Пока я раздевалась, Броган оставался в кухне; я завернулась в простыни под мексиканским покрывалом; я слышала, как он бродит, наводит порядок, открывает и закрывает шкафы, словно мы уже были давнишней супружеской парой; после стольких ночей, проведенных в гостиничных номерах, в комнатах для друзей, так приятно было чувствовать себя дома в этой чужой постели; мужчина, которого я выбрала и который выбрал меня, ляжет сейчас рядом со мной.
— О! Вы уже расположились! — сказал Броган. Руки его были нагружены белоснежным бельем, он в замешательстве смотрел на меня. — Я хотел поменять простыни.
— Это лишнее. — Он стоял на пороге со своей пышной ношей. — Мне очень хорошо, — сказала я, натягивая до подбородка теплую простыню, завернувшись в которую он спал минувшей ночью. Броган ушел и снова вернулся.
— Анна!
Он рухнул на меня, его интонация потрясла меня. Впервые я назвала его по имени:
— Льюис!
— Анна! Я так счастлив!
Он был обнажен, я тоже обнажена и не испытывала ни малейшего стеснения; его взгляд не мог ранить меня; он меня не судил и ничему не отдавал предпочтения. От волос до пальцев ног его руки запоминали меня. И снова я сказала:
— Мне нравятся ваши руки.
— Они вам нравятся?
— Весь вечер я спрашивала себя, почувствую ли я их на своем теле.

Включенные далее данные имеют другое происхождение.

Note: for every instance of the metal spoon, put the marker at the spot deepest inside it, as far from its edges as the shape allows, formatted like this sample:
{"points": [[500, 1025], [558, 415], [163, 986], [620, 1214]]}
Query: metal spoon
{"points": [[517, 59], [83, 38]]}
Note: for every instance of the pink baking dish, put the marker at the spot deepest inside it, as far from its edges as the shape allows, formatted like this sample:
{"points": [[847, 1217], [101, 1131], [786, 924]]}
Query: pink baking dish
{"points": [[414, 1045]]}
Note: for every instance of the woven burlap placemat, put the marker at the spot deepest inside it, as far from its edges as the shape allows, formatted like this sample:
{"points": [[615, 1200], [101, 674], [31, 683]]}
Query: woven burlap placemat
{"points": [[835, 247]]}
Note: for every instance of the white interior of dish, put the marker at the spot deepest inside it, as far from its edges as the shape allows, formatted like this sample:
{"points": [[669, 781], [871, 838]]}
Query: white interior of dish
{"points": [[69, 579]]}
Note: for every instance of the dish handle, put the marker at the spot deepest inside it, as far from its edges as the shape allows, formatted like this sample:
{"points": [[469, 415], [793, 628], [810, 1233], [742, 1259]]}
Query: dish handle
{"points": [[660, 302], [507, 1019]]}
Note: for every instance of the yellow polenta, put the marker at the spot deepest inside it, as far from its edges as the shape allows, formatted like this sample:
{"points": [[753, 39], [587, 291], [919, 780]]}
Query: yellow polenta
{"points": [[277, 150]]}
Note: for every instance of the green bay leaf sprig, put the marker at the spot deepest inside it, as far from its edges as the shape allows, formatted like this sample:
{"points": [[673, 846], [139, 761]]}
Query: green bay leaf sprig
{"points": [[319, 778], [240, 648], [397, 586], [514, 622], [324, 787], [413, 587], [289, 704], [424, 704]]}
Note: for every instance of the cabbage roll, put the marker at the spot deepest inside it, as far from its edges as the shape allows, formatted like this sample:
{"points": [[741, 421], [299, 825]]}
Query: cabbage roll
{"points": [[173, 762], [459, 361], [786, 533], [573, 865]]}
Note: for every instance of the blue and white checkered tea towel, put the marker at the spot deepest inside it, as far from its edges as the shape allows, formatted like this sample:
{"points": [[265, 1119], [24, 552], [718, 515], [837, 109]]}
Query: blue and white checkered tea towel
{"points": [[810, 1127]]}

— Вы будете их чувствовать всю ночь, — ответил он.
Внезапно он перестал быть неловким и робким. Его желание преобразило меня. Я, давно уже утратившая ко всему охоту и внешний вид, снова обладала грудью, чревом, лоном, плотью, я была питательной, точно хлеб, и душистой, как земля. Это было так чудесно, что я не знала меры ни времени, ни своему наслаждению; я только знаю, что, когда мы заснули, уже доносились слабые звуки нарождающегося дня.
Меня разбудил запах кофе; я открыла глаза и улыбнулась, увидев на соседнем стуле свое синее шерстяное платье в объятиях серого пиджака. Тень темного дерева пустила листья, трепетавшие на ярко-желтой занавеске. Льюис протянул мне стакан, и я залпом выпила апельсиновый сок, который этим утром имел вкус выздоровления: как будто нега наслаждения была болезнью; или как будто вся моя жизнь была долгой болезнью, от которой я начала избавляться.